A terra fez sua translação e então voltou ao ponto de partida. Este movimento, associado a sua rotação, nos ajuda a contar a grandeza física chamada tempo. Com este moto perpétuo circular ou nem tanto, criamos fórmulas para registrar o tempo e chamamos a uma parte dele de dia, ao intermediário, pouco mais que um ciclo lunar, chamamos mês e ao maior deles, denominamos ano. Associamos a estes nomes e números a memória, os planos, as esperanças, expectativas e nos lançamos num rodopiar espaço afora que está dentro de outros infindáveis rodopios cósmicos.
Domado o tempo, passamos às tarefas de registro. Quanto olhamos para trás, chamamos história. Se olhamos para frente, dizemos futuro. Ao presente apelidamos de rotina, não raras vezes, tédio. Isso porque esta passagem de tempo, grãozinhos de areia que caem um após o outro, tantas vezes sem significação – é duro dar significado permanente às coisas sem que façamos, quase de forma ininterrupta, avaliações, medidas, críticas – é uma maçada. Rápido caímos no ramerrame da repetição dos atos, palavras e relações. Não me entendam mal, uma boa e velha rotina faz um bem danado. Menos quando estamos nela.
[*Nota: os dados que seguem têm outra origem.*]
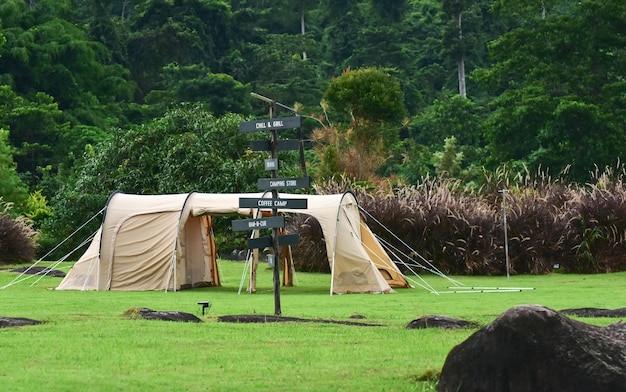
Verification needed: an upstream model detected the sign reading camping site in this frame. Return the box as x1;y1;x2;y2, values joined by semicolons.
238;116;302;133
239;198;308;209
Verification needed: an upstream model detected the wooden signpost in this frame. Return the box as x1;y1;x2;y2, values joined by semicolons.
233;94;311;315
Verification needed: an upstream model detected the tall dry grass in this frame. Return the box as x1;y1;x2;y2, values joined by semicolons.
0;198;38;264
290;165;626;275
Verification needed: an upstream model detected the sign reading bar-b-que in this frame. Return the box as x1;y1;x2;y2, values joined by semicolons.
231;216;285;232
258;177;310;190
239;116;301;133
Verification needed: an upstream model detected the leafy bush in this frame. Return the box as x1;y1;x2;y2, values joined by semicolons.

Mas no início de outro ciclo temos a sensação de que tudo é ou será novo e nos animamos com isso. Somos contagiados pelos demais, companheiros de giro, que se lançam a fazer projetos sofregamente e nos cobram se não os seguimos. Logo estamos fazendo planos, estabelecendo metas, renovando promessas antes não cumpridas, mas que agora, por artes deste estado de sentimento, há certeza cristalina, serão realizadas. Em algum lugar em nós, uma leve desconfiança nos diz que procastinaremos até que demos outra volta e, num suposto novo ponto de partida, repitamos tudo outra vez.
O tempo escorre continuamente e ao dar nomes a partes dele, esquartejá-lo em pedaços grandes como o faria Jack e depois em menores até proporções atômicas, temos convicção, nós o dominamos. Mas diante do espelho ou pior ainda, no espelho do rosto do outro que nos acompanhou a história efêmera, desacostumados com suas rugas, vincos, cabelos brancos, pele flácida, espantamo-nos horrorizados: Meu Deus, faz 40 anos! Como passou rápido!
Nós, provisórios, precisamos do que é permanente. Então, acima de tudo, apego-me a Deus que, diz a Escritura, é imutável. Mas Ele costuma ser arredio aos nossos scripts. Desculpem, tenho ojeriza aos pedidos detalhados como quem faz lista de supermercado e o repassa ao estafeta para adquiri-lo para nós. Já sei, já sei, sem explicações, isto caso apareça alguém que me queira fazer atravessar a rua por me supor cego, só porque me vê parado e de óculos escuros quererá fazer sua boa ação como bom cristão.
Lembro-me agora do filme Ratatouille. Anton Ego, o crítico implacável, capaz de destruir a fama de um restaurante com apenas uma linha escrita, visita o restaurante de que todos estão falando. Uma nova direção, supostamente melhor ainda que o antigo chef Gusteau. Ao comer a comidinha banal, dos pobres, o tal ratatouille, é capturado por lembranças de uma infância difícil. Aquela comida lhe transporta ao amor da mãe dedicada e protetora. Muitas reviravoltas depois, num recomeço promissor, agora fã do ratinho chef Remy, Anton, um homem feliz, espera para ser servido. Perdeu a armadura e a agressividade, apenas desfruta o ambiente. Num dado momento, dirige-se a Remy que agora comanda a cozinha por direito e talento extraordinário e diz: Me surpreenda! Agora eu diria a Deus, sem nada pedir: Surpreenda-me, Senhor.